Russia cuts interest rate again as ruble rebounds but warns economy will crash amid sanctions and soaring inflation
- Russia's central bank is cutting interest rates for the second time in a month, this time to 14% from 17%.
- The bank cited a stabilizing ruble, which has rebounded from its losses since the war in Ukraine began.
The Central Bank of Russia cut interest rates on Friday for the second time in April as the ruble continues to recover, but warned the economy will crash this year.
The lastest cut brought rates to 14% from 17%, following an April 8 reduction from 20%. After Russia launched its war on Ukraine in February, the CBR raised raised interest rates to 20% from 9.5% in an emergency effort to aid the plunging ruble.
On Friday, the CBR noted that the ruble has rebounded strongly to pre-war levels. Russia has propped up the currency through stringent capital controls that have made the ruble one of the top performing currencies ac cross the globe.
The ruble was down 2% on Friday, but at 72 rubles equaling one US dollar the exchange rate still tops the rate of 80 to the dollar just before the invasion of Ukraine.
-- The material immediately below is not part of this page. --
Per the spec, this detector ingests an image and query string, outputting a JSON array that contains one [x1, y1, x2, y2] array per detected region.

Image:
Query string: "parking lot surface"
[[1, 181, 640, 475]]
At its low in early March, the ruble had traded at 120 to the dollar.
As the currency regains its footing, the Kremlin is hoping to shift its attention back toward the economy to absorb the blow of Western sanctions.
The CBR estimated the Russian economy will shrink by 8% to 10% this year and noted it's preparing for potentially worsening restrictions from global powers as the war in Ukraine rages on.
"The decline in the potential of Russia's economy driven by restrictions may turn out to be more pronounced than the baseline scenario assumes," the CBR said in a statement.
Meanwhile, inflation is running rampant and reached 17.6% in April. The CBR officials expect inflation to run at a 18% to 23% clip before stabilizing between 5% and 7% in 2023.